Underwinter #2 Review

Written by: Ray Fawkes

Art by: Ray Fawkes

Publisher: Image Comics

In a way, Underwinter reminds me of The Green Room. You have a group of musicians who play a gig they shouldn’t be playing, and someone witnesses something he really shouldn’t have witnessed. Pretty simple. However, the two relate in a third way:

Both are so tense that they’re almost hard to get through.

Ray Fawkes is a masterful artist, which is an odd thing to say if you only catch a panel or two of this comic. The artwork is bizarre as hell; everything is surreal and distorted—sometimes to the point of being kaleidoscopic—the drawings range from beautiful watercolor works to what look like childish crayon drawings, facial expressions don’t often make sense, and every panel is surrounded by a pure-black sludge.

Taken as parts, it might be a bit much, a bit too out there or hard to follow, but combined it’s absolutely perfect.

Let’s examine the first page. We’re looking at a house and some trees. The trees are green pines, childish in execution, and the house is an off-white pink. The surrounding area is white. The place looks pleasant if not a bit empty, but otherwise one I’d like to visit for a glass of wine and some nice company. Except the border is a thick, dark black, less a border and more like lines to a prison cell, and the text reads like apocalyptic serial-killer poetry.

The nice house and childish trees are a ruse.

The entire book is like this in one way or another, distorted and offputting. It jumps between the four players from the first issue and some other, abstract sequences that I’m still not sure I’ve grasped, and those dark prison-bar borders remain. None of the characters are what I’d call good people, and I have to wonder if they’re trapped here. Given a few incoherent word bubbles about fate, the book might be wondering that too.

That is to say, we get character interaction and development, but it’s very subtle.
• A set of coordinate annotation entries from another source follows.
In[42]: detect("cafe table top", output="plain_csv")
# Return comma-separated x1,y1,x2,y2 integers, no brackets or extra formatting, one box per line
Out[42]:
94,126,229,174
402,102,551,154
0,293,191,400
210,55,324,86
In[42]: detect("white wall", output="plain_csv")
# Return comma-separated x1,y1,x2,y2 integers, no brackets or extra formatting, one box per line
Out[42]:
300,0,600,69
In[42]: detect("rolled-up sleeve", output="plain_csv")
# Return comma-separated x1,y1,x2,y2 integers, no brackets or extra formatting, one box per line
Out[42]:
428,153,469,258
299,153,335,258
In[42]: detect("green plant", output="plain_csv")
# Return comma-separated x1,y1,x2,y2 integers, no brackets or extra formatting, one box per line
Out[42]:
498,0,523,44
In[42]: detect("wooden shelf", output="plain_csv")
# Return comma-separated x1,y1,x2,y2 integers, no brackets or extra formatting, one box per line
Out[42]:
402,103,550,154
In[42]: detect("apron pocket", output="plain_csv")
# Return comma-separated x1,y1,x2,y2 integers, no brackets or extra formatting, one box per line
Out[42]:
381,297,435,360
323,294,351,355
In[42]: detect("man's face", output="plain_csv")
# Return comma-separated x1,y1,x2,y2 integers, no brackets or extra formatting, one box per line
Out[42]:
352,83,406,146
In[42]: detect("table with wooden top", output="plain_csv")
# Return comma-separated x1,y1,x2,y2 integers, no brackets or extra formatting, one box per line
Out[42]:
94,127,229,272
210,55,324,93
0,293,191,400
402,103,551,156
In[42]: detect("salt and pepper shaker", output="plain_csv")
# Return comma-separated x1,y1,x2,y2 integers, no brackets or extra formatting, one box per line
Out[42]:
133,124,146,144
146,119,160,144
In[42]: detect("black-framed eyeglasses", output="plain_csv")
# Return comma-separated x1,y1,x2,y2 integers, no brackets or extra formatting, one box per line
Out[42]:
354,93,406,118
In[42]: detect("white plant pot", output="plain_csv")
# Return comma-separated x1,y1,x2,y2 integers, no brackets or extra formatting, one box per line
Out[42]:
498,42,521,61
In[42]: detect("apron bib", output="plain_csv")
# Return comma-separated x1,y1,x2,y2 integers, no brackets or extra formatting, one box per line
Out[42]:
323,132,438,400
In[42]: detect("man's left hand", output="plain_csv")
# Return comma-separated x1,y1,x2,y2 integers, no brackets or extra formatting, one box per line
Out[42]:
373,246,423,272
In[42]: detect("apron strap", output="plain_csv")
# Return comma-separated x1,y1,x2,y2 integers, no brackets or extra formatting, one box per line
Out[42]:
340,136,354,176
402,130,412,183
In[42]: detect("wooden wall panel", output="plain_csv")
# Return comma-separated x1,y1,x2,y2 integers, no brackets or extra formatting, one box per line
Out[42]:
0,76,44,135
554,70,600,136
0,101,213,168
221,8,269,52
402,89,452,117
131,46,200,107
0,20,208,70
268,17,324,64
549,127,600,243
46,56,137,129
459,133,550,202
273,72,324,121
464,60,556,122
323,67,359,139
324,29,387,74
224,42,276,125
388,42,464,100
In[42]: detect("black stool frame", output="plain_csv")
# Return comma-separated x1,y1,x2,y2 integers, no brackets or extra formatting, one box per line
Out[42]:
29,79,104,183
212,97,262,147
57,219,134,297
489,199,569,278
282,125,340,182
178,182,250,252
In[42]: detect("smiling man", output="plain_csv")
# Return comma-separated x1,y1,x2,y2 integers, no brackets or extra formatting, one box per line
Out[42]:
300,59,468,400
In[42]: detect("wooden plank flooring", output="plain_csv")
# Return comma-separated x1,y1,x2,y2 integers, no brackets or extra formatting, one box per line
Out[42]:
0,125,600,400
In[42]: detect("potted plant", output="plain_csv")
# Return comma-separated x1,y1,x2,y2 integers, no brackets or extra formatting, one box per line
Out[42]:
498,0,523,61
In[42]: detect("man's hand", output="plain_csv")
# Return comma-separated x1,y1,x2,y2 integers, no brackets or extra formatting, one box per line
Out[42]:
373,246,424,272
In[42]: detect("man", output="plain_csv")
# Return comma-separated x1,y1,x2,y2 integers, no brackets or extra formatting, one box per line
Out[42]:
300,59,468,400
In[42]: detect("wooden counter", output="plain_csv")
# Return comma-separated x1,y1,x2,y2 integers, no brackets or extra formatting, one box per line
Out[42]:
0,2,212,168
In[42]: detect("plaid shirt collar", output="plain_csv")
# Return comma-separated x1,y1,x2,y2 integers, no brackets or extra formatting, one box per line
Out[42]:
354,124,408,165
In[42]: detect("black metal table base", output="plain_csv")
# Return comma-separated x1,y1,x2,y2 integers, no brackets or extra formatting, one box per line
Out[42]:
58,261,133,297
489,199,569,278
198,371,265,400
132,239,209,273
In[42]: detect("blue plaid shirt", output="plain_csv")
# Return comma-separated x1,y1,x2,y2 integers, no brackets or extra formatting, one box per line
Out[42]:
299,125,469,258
You have to pay attention to find it, though that’s not a bad thing. I appreciate a book that respects me as a reader like that. A quick conversation can say a lot, and what isn’t said can say even more. Underwinter is that. It’s a book that prizes mood and the best bits of cosmic horror. It’s a book that wants to talk about something unspeakable, but the mind cannot quite grasp it, and the artwork mimics that. It saves us from what’s really there. It’s why Corben’s nightmares are fractals and not specific horrors.

As to the plot of the thing, well, all you need to know is that the four players have been invited back, and the money is just a little too good to turn down. Everything else is, well, fractals. We are protected. For now.